Question

How do you solve `2x²-x+8=0`?

Answer 1

See a solution process below:

Explanation:

We can use the quadratic equation to solve this problem:

The quadratic formula states:

For `color(red)(a)x^2 + color(blue)(b)x + color(green)(c) = 0`, the values of `x` which are the solutions to the equation are given by:

`x = (-color(blue)(b) +- sqrt(color(blue)(b)^2 - (4color(red)(a)color(green)(c))))/(2 * color(red)(a))`

Substituting:

`color(red)(2)` for `color(red)(a)`

`color(blue)(-1)` for `color(blue)(b)`

`color(green)(8)` for `color(green)(c)` gives:

`x = (-color(blue)(-1) +- sqrt(color(blue)(-1)^2 - (4 * color(red)(2) * color(green)(8))))/(2 * color(red)(2))`

`x = (1 +- sqrt(1 - 64))/4`

`x = (1 +- sqrt(-63))/4`

`x = (1 +- sqrt(63 * -1))/4`

`x = (1 +- sqrt(63)sqrt(-1))/4`

The square root of -1 or `sqrt(-1)` is known as an imaginary number and is often referenced as `i`.

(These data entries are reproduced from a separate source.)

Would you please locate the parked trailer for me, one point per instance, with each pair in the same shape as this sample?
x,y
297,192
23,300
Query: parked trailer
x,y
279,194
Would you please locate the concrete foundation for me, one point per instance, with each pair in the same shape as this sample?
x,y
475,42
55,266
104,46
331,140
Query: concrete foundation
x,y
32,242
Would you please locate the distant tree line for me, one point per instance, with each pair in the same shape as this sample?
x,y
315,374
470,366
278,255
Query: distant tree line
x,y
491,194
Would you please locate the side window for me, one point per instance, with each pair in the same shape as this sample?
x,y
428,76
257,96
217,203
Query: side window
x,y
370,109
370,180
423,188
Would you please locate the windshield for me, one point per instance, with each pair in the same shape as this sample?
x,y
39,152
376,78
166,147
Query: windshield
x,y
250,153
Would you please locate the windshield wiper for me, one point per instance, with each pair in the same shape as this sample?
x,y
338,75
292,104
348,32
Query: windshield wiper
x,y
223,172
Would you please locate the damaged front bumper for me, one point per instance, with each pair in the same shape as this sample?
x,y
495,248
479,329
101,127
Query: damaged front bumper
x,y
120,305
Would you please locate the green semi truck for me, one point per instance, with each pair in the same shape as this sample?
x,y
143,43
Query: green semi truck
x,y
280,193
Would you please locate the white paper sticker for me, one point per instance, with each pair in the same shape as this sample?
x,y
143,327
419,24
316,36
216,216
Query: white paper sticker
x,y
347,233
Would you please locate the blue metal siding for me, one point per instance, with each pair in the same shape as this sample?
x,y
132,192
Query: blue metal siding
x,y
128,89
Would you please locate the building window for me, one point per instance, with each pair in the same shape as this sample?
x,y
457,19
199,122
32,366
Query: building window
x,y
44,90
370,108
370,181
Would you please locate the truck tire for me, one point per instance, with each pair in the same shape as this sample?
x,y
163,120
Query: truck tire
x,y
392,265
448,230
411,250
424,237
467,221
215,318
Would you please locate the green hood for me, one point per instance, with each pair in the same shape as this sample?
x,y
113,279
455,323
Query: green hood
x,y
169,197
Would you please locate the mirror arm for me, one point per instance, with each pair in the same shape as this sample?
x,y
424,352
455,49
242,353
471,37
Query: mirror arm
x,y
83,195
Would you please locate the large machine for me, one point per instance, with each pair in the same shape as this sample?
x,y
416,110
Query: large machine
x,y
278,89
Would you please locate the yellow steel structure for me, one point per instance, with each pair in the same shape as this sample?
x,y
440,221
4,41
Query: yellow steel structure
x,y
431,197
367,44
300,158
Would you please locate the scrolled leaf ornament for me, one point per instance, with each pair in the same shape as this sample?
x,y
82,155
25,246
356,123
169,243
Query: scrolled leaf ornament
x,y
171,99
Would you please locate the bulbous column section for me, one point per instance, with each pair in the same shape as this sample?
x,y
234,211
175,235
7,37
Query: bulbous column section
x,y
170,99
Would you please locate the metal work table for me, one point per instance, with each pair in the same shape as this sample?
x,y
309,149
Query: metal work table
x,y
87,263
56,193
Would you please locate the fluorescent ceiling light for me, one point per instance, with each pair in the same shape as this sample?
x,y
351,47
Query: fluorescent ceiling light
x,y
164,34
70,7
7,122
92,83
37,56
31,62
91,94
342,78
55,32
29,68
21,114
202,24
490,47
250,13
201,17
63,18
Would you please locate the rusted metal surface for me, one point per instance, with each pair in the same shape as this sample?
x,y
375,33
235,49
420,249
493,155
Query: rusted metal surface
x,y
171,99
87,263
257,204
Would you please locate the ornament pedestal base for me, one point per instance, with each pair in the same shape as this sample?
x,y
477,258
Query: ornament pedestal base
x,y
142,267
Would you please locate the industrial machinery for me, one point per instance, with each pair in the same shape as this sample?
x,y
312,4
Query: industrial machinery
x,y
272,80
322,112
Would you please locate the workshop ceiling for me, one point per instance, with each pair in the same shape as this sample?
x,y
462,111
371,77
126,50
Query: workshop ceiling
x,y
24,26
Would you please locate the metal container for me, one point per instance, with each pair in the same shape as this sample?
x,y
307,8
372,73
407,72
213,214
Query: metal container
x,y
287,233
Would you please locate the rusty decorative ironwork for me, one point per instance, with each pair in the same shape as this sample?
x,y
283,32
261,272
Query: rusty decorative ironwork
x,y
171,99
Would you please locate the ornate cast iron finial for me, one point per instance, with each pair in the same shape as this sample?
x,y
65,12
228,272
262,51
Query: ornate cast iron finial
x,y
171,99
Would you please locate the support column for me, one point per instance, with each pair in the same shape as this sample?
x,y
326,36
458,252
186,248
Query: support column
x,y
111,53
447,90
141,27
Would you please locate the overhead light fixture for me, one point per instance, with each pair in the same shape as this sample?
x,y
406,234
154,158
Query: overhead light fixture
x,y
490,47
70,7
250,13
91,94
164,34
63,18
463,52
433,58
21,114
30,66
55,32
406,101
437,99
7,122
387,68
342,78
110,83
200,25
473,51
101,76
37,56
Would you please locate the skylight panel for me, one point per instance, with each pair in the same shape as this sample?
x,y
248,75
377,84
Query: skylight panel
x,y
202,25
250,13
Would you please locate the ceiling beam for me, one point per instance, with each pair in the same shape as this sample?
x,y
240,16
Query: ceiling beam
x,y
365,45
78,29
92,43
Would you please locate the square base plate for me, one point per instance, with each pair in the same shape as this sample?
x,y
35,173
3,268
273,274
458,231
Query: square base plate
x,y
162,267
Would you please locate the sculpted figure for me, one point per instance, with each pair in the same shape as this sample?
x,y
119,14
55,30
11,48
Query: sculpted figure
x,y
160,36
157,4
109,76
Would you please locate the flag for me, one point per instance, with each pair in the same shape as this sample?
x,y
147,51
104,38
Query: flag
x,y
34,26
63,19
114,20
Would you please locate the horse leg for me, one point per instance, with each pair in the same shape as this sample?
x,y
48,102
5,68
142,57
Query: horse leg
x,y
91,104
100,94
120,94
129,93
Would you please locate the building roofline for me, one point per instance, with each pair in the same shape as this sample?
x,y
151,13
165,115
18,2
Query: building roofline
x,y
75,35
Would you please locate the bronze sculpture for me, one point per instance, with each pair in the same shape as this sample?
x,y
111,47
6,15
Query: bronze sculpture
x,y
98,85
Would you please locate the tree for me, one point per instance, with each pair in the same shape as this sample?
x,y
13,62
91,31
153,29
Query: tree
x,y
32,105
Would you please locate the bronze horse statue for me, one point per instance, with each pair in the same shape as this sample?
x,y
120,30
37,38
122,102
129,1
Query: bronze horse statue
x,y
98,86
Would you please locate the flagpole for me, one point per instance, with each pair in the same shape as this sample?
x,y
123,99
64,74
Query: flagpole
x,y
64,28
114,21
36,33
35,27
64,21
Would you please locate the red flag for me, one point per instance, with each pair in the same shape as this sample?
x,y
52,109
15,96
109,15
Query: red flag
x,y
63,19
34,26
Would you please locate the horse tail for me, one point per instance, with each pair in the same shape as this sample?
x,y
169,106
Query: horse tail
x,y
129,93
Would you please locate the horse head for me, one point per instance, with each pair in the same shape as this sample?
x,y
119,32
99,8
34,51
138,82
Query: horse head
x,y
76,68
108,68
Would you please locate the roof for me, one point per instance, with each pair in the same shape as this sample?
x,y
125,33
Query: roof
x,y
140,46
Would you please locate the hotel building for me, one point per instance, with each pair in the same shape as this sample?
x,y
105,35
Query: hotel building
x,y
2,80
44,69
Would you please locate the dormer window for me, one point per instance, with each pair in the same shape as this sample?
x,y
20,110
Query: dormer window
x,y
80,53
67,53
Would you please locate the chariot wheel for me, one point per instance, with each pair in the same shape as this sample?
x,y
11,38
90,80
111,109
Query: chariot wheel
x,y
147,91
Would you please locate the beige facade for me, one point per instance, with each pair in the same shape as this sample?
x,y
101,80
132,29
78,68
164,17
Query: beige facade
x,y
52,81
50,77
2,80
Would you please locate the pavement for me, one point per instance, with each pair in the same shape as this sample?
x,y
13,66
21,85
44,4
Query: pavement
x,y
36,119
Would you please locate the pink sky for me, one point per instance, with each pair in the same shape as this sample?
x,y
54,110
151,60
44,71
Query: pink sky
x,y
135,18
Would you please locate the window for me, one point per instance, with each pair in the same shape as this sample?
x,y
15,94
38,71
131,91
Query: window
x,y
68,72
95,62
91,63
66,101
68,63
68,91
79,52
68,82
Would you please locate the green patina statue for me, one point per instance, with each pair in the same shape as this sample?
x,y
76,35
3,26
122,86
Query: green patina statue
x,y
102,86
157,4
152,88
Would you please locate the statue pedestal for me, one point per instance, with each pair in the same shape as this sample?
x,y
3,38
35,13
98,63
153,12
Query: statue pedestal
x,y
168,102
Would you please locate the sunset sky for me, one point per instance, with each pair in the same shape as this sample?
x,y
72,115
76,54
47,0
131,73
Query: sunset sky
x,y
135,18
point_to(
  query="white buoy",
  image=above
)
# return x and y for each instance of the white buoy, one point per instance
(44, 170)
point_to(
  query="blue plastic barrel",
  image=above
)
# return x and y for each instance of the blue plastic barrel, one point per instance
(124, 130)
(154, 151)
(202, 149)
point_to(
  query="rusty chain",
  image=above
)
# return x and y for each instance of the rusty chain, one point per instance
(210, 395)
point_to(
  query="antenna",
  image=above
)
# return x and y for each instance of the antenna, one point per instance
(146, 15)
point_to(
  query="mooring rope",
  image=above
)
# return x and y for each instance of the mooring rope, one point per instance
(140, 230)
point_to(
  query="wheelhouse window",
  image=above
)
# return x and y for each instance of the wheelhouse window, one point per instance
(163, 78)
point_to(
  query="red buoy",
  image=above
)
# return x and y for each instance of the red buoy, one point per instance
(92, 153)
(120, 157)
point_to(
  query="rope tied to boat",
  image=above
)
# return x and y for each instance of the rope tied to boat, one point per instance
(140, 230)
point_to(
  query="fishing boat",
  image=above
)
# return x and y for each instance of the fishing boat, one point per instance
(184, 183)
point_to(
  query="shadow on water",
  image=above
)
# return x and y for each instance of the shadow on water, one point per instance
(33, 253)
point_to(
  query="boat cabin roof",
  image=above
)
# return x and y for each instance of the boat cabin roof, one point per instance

Substituting gives the solution set as;

`x = {(1 - sqrt(63)i)/4, (1 +- sqrt(63)i)/4}`

Answer 2

No real roots

Explanation:

`y = 2x^2 - x + 8 = 0`
Use the improved quadratic formula (Socratic, Google Search).
`D = d^2 = b^2 - 4ac = 1 - 64 = -63`
Since D < 0, there are no real roots.
There are 2 complex roots:
`x = -b/(2a) +- d/(2a)`, with `d = +- isqrt63`
`x = 1/4 +- (isqrt63)/4 = (1 +- isqrt63)/4`

Answer 3

See below..

Explanation:

Let's complete the square:

`2[x^2-1/2x]+8:`

`rArr 2(x-1/4)^2-1/16+128/16`

`rArr2(x-1/4)^2+127/16`

`rArr 2(x-1/4)^2=-127/16`

`rArr (x-1/4)^2=-127/32`

`x-1/4=pmsqrt(-127/32)`

`x=1/4pmsqrt(-127/32)`

No real roots as negative square root, although you could use `i`, but I don't know how.